É a pergunta para a qual todos querem uma resposta agora: quando vamos nos livrar desse incômodo coronavírus? O enviado especial da OMS, David Nabarro, está fazendo uma previsão no Sky News. “Temo que estamos correndo a maratona, mas ainda não chegamos lá. O fim está à vista, mas ainda não chegamos lá. E haverá alguns obstáculos antes de chegarmos lá.”

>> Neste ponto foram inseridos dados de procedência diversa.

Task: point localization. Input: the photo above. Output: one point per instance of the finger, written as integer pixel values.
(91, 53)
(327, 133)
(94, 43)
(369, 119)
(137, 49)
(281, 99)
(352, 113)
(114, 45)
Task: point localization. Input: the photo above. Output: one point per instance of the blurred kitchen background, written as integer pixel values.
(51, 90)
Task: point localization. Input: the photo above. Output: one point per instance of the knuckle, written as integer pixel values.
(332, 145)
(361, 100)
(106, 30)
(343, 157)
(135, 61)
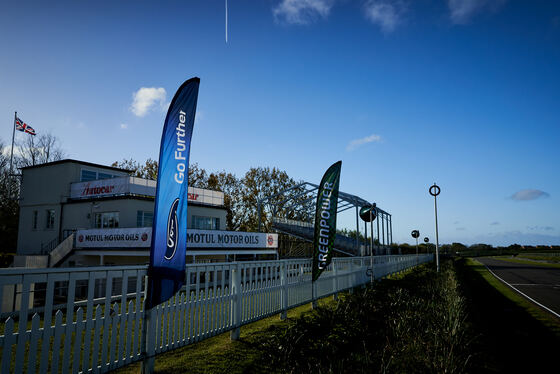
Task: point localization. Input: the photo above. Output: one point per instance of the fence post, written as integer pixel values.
(335, 280)
(235, 302)
(283, 290)
(149, 333)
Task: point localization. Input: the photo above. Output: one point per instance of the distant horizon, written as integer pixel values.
(462, 93)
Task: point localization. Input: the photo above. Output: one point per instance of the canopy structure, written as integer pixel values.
(292, 211)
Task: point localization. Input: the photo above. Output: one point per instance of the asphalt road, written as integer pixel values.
(540, 283)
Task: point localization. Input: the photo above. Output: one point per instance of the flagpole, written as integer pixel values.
(12, 154)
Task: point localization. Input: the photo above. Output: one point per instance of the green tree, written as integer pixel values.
(233, 191)
(262, 182)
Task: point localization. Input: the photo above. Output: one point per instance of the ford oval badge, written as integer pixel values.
(172, 231)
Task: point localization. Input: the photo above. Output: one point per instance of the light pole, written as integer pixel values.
(415, 234)
(368, 214)
(434, 191)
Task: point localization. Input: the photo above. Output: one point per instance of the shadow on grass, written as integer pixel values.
(509, 338)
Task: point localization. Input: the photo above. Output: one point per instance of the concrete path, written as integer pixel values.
(540, 284)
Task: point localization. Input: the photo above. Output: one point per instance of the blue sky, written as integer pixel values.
(465, 93)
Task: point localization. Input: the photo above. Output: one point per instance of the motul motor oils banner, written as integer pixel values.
(141, 237)
(114, 238)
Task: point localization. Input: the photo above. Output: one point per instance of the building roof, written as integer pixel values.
(68, 160)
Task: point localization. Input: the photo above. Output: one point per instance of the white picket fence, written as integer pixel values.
(81, 320)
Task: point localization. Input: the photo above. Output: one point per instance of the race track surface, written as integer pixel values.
(540, 283)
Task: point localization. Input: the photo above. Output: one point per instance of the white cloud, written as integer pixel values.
(302, 12)
(146, 98)
(386, 14)
(528, 194)
(359, 142)
(461, 11)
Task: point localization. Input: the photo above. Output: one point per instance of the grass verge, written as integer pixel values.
(513, 335)
(408, 323)
(528, 261)
(221, 355)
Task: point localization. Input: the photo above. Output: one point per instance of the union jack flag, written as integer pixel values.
(24, 127)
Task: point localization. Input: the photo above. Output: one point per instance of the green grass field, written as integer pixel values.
(529, 261)
(512, 334)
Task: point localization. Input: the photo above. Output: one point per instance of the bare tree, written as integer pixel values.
(39, 149)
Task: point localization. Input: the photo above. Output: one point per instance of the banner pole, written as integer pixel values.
(371, 248)
(147, 365)
(12, 156)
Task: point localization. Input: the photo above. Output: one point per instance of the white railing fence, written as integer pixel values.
(81, 320)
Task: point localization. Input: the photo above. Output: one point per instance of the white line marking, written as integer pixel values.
(533, 300)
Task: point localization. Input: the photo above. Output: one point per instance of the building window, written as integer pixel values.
(205, 223)
(34, 220)
(104, 176)
(90, 175)
(106, 220)
(144, 219)
(50, 219)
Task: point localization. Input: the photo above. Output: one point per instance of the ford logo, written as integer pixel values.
(172, 231)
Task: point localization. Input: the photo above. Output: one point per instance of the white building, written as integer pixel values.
(75, 213)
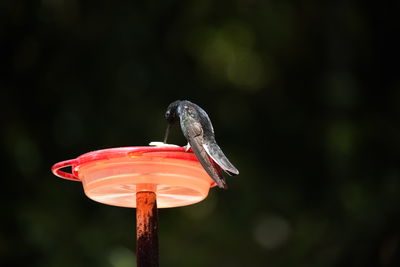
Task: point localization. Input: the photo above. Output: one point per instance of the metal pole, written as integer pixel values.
(146, 229)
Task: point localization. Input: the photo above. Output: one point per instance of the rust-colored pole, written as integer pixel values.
(146, 229)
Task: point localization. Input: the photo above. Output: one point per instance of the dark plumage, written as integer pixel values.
(198, 130)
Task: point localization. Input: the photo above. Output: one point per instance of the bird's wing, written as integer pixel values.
(194, 134)
(215, 152)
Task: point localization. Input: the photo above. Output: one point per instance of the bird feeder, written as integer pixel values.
(145, 178)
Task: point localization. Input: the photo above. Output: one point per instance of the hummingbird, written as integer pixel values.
(198, 131)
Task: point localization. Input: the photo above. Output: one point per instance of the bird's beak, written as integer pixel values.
(166, 133)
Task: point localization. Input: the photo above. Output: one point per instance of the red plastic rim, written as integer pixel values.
(114, 176)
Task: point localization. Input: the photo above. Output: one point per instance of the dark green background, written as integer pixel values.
(304, 97)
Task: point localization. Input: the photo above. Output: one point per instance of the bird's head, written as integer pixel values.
(171, 115)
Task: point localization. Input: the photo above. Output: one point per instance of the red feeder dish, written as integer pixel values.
(114, 176)
(145, 178)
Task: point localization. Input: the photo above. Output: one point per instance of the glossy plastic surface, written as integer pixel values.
(113, 176)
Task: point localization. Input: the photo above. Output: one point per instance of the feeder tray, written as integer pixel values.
(114, 176)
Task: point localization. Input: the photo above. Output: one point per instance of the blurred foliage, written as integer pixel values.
(304, 97)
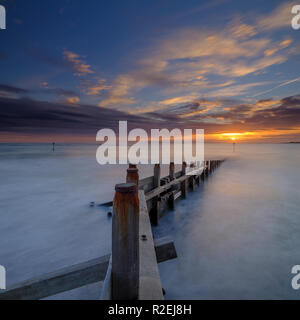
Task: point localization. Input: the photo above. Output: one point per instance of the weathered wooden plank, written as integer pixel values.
(146, 184)
(106, 293)
(76, 276)
(149, 283)
(164, 249)
(155, 207)
(158, 191)
(59, 281)
(125, 243)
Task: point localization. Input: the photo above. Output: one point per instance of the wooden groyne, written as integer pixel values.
(130, 272)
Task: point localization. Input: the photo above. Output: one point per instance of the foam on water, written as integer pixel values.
(237, 235)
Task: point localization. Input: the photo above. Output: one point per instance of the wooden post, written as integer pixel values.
(171, 200)
(125, 243)
(154, 212)
(192, 183)
(172, 171)
(207, 168)
(132, 176)
(183, 185)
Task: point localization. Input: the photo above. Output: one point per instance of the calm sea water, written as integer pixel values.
(237, 236)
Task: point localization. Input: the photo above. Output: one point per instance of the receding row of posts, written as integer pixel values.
(125, 224)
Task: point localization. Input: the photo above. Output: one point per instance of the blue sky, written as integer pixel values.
(195, 61)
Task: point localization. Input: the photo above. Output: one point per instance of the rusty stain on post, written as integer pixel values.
(132, 176)
(183, 185)
(125, 243)
(154, 212)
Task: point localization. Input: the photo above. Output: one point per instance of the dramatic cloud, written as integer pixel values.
(4, 88)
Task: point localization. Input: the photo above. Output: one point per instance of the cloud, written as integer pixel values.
(5, 88)
(80, 67)
(73, 100)
(96, 89)
(22, 116)
(285, 83)
(279, 18)
(120, 89)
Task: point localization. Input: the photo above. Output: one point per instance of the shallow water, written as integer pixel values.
(237, 235)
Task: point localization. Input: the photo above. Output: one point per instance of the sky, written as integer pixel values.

Esses obstáculos incluirão novas variáveis, mas também surtos locais. “O vírus continuará a evoluir”, diz ele. “Continuaremos a ter variáveis ​​adicionais. Além disso, esse vírus está infectando o mundo inteiro. Os cuidados de saúde estão completamente sobrecarregados em muitas partes do mundo. E infelizmente vemos que não há suporte para restrições significativas, especialmente em países pobres. Pessoas. tem que continuar trabalhando lá, então não é fácil para os políticos imporem medidas.” Por todas essas razões, ele espera “pelo menos três meses difíceis”.

Omikron se espalha na velocidade da luz

Enquanto isso, o diretor europeu da Organização Mundial da Saúde, Hans Kluge, alertou que, com a atual taxa de infecção, mais da metade dos europeus poderia desenvolver a variante omicron dentro de dois meses. Ele falou em uma coletiva de imprensa sobre a “onda” da Omicron.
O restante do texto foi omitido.